The 2004 Canada Soccer National Championships was the 82nd staging of Canada Soccer's domestic football club competition. Surrey FC Pegasus won the Challenge Trophy after they beat Ottawa Royals in the Canadian Final at UPEI in Charlottetown on 11 October 2004.

Ten teams qualified to the final week of the 2004 National Championships in Prince Edward Island. Each team played four group matches before the medal and ranking matches on the last day.

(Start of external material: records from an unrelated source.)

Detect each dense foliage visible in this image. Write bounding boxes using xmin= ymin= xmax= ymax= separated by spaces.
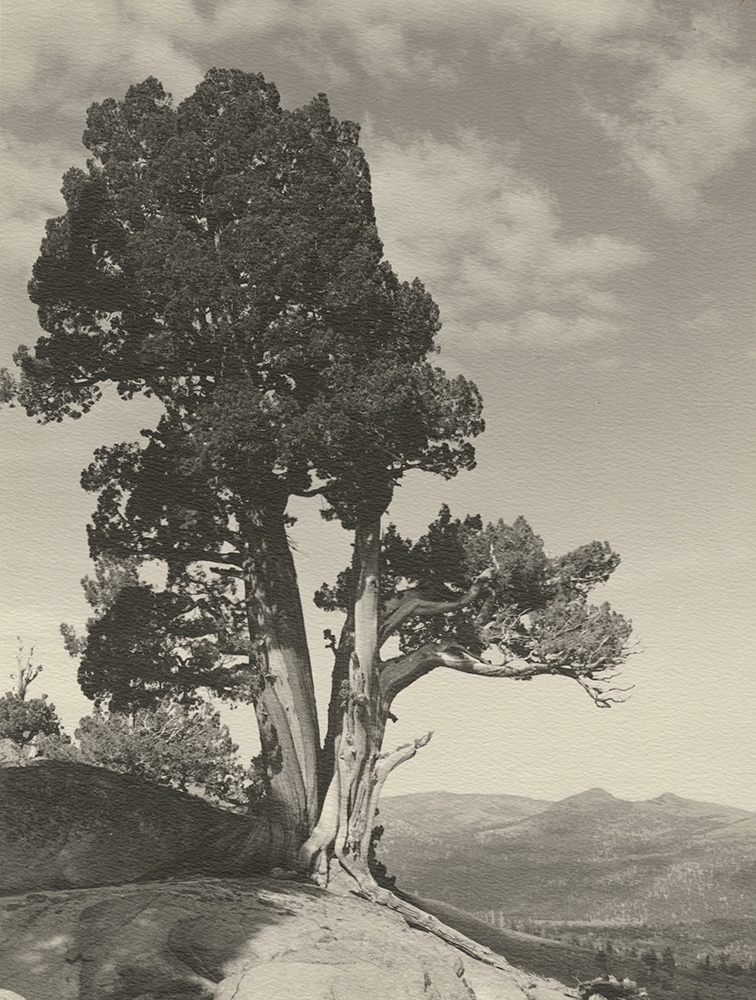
xmin=0 ymin=70 xmax=630 ymax=892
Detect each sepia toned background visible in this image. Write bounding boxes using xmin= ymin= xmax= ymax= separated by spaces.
xmin=0 ymin=0 xmax=756 ymax=810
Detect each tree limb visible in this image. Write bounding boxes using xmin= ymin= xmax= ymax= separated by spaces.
xmin=380 ymin=641 xmax=536 ymax=706
xmin=380 ymin=569 xmax=493 ymax=645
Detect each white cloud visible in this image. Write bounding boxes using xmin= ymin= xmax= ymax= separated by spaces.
xmin=365 ymin=131 xmax=646 ymax=346
xmin=596 ymin=15 xmax=756 ymax=218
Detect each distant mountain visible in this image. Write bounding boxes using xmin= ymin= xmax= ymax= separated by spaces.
xmin=378 ymin=788 xmax=756 ymax=923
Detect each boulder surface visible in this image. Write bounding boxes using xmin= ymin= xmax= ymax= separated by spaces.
xmin=0 ymin=877 xmax=570 ymax=1000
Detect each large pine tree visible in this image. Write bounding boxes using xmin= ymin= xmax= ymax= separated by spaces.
xmin=3 ymin=70 xmax=630 ymax=893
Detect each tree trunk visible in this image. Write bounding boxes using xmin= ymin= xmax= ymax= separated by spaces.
xmin=300 ymin=516 xmax=388 ymax=888
xmin=240 ymin=504 xmax=320 ymax=856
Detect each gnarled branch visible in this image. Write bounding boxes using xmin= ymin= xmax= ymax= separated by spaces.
xmin=380 ymin=569 xmax=493 ymax=644
xmin=380 ymin=641 xmax=536 ymax=707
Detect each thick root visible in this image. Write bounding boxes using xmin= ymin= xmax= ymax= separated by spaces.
xmin=318 ymin=858 xmax=577 ymax=998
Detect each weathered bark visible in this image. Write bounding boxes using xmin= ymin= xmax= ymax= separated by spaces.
xmin=240 ymin=503 xmax=320 ymax=854
xmin=301 ymin=515 xmax=388 ymax=883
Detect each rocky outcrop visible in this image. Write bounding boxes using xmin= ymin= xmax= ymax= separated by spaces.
xmin=0 ymin=761 xmax=574 ymax=1000
xmin=0 ymin=761 xmax=281 ymax=894
xmin=0 ymin=877 xmax=574 ymax=1000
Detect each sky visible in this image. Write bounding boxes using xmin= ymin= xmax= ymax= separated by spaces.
xmin=0 ymin=0 xmax=756 ymax=810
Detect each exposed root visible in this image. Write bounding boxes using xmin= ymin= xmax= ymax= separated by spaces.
xmin=328 ymin=858 xmax=578 ymax=1000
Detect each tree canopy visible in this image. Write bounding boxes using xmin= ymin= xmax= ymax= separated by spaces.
xmin=0 ymin=70 xmax=630 ymax=894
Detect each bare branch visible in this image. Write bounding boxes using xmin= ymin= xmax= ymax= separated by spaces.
xmin=380 ymin=568 xmax=493 ymax=644
xmin=380 ymin=641 xmax=540 ymax=707
xmin=375 ymin=732 xmax=433 ymax=784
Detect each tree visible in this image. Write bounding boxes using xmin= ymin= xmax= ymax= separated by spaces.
xmin=49 ymin=699 xmax=255 ymax=807
xmin=2 ymin=70 xmax=630 ymax=916
xmin=0 ymin=638 xmax=60 ymax=759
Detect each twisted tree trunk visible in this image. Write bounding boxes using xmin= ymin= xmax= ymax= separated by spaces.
xmin=240 ymin=504 xmax=320 ymax=856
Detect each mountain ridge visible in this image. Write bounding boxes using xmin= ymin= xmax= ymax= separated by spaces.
xmin=379 ymin=788 xmax=756 ymax=921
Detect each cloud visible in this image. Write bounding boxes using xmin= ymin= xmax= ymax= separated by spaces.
xmin=365 ymin=130 xmax=647 ymax=346
xmin=594 ymin=14 xmax=756 ymax=218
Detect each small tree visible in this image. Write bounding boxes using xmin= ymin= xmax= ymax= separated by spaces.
xmin=49 ymin=700 xmax=255 ymax=807
xmin=0 ymin=638 xmax=61 ymax=760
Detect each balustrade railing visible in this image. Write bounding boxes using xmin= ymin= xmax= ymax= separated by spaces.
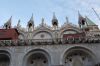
xmin=0 ymin=37 xmax=100 ymax=46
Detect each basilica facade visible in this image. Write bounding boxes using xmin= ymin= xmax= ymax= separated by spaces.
xmin=0 ymin=14 xmax=100 ymax=66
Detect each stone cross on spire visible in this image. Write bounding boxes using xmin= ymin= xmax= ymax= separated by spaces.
xmin=66 ymin=17 xmax=69 ymax=24
xmin=4 ymin=16 xmax=12 ymax=29
xmin=53 ymin=12 xmax=57 ymax=19
xmin=42 ymin=18 xmax=44 ymax=26
xmin=17 ymin=19 xmax=21 ymax=28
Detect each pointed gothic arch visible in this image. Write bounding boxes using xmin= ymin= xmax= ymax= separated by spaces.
xmin=23 ymin=49 xmax=51 ymax=66
xmin=61 ymin=46 xmax=97 ymax=66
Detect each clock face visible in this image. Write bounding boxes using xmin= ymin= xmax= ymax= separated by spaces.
xmin=33 ymin=32 xmax=52 ymax=39
xmin=18 ymin=35 xmax=24 ymax=39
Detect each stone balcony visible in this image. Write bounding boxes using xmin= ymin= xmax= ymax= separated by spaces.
xmin=0 ymin=37 xmax=100 ymax=46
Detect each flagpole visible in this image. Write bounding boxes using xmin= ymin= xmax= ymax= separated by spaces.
xmin=92 ymin=8 xmax=100 ymax=20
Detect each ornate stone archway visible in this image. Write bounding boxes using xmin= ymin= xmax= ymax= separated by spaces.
xmin=63 ymin=47 xmax=96 ymax=66
xmin=0 ymin=50 xmax=10 ymax=66
xmin=23 ymin=49 xmax=51 ymax=66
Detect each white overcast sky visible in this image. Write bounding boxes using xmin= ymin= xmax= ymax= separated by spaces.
xmin=0 ymin=0 xmax=100 ymax=27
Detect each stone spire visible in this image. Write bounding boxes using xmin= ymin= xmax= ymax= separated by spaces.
xmin=52 ymin=12 xmax=58 ymax=30
xmin=27 ymin=14 xmax=34 ymax=31
xmin=66 ymin=17 xmax=69 ymax=24
xmin=17 ymin=19 xmax=21 ymax=28
xmin=4 ymin=16 xmax=12 ymax=29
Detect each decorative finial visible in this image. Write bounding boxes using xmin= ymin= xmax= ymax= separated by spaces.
xmin=53 ymin=12 xmax=57 ymax=19
xmin=30 ymin=13 xmax=33 ymax=20
xmin=66 ymin=17 xmax=69 ymax=24
xmin=17 ymin=19 xmax=20 ymax=27
xmin=42 ymin=18 xmax=44 ymax=23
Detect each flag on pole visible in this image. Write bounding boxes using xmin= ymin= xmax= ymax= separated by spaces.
xmin=78 ymin=12 xmax=86 ymax=28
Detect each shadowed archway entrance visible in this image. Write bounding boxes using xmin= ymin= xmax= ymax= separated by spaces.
xmin=64 ymin=47 xmax=95 ymax=66
xmin=0 ymin=51 xmax=10 ymax=66
xmin=24 ymin=50 xmax=50 ymax=66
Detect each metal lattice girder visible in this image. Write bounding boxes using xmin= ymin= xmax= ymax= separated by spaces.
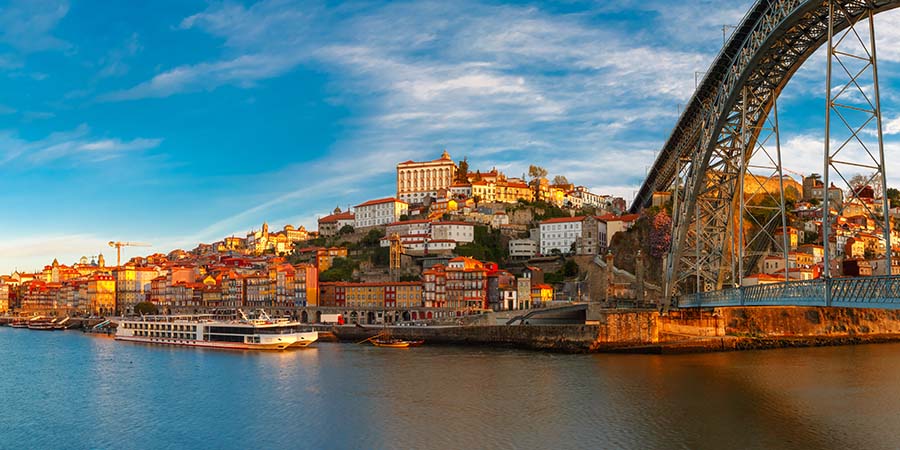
xmin=735 ymin=89 xmax=790 ymax=284
xmin=648 ymin=0 xmax=900 ymax=310
xmin=822 ymin=1 xmax=892 ymax=277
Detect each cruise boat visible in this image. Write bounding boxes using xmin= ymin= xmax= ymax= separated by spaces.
xmin=116 ymin=310 xmax=319 ymax=350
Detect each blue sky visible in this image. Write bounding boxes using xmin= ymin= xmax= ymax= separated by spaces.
xmin=0 ymin=0 xmax=900 ymax=272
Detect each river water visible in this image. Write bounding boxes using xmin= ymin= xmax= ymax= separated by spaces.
xmin=0 ymin=327 xmax=900 ymax=449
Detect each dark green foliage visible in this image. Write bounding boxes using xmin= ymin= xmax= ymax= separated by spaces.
xmin=359 ymin=228 xmax=384 ymax=247
xmin=887 ymin=188 xmax=900 ymax=208
xmin=562 ymin=259 xmax=578 ymax=278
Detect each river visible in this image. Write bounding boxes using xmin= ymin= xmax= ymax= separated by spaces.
xmin=0 ymin=327 xmax=900 ymax=449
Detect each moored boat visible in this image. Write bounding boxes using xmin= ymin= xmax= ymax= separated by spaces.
xmin=372 ymin=339 xmax=410 ymax=348
xmin=28 ymin=320 xmax=56 ymax=331
xmin=9 ymin=319 xmax=28 ymax=328
xmin=116 ymin=310 xmax=318 ymax=350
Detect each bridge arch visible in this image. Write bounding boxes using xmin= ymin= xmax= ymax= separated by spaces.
xmin=631 ymin=0 xmax=900 ymax=306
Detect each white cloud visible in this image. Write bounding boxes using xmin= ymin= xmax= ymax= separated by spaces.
xmin=0 ymin=234 xmax=115 ymax=273
xmin=0 ymin=125 xmax=162 ymax=167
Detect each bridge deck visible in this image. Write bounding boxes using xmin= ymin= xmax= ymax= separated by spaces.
xmin=678 ymin=276 xmax=900 ymax=309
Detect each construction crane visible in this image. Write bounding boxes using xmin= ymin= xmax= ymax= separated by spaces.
xmin=388 ymin=233 xmax=403 ymax=274
xmin=109 ymin=241 xmax=153 ymax=267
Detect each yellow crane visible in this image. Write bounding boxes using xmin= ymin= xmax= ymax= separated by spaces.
xmin=109 ymin=241 xmax=153 ymax=267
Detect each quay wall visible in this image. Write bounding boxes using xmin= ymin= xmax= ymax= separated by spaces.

On the road to the National Championships, Surrey FC Pegasus beat Vancouver Westside FC in the 2004 BC Province Cup Final.

==Teams==
1. Alberta - Calgary Callies
2. Quebec - SC Panellinios Montréal
3. British Columbia - Pegasus FC
4. Manitoba - Lucania
5. Prince Edward Island - Velvet Underground
6. Nova Scotia - Halifax Celtic Soccer Pro
7. New Brunswick - Fundy Labatt United
8. Saskatchewan - Saskatoon Arsenal
9. Ontario - Ottawa Royals
10. Newfoundland & Labrador - Marystown United

==Rosters==
===Surrey Pegasus FC===
Surrey (Squad): Rob Iorio, Trevor Short, Randy Celebrini, Gavin Frey, Eddie Cannon, Paul Dailly, Darin
Burr, Adam Costley, Ryan Powell, Nico Berg, Mike Dodd, Ryan Green, Robin Regnier, Frank Lore, Jamie
Fiddler, Stedman Espinoza, Laurent Scalignine, Rob Reed, Steve London, Shawn Perry.

===Ottawa Royals ===
Ottawa (Squad): Erik Lefebre - Andriy Sowarek, Simon Bonk, Declen Bonper, Dan Cheney, Sylvain Cloutier,
Drew Dailey, Dan Degenutti, Alec Edgar, Dave Foley, Kweis Loney, Dylan Loy, Ewan Lyttle, Gord
MacDonald, James MacMillan, Victor Mendes, Sanjeev Permar, Marcelo Plada, Dom Rochon, Roland Tinmuh.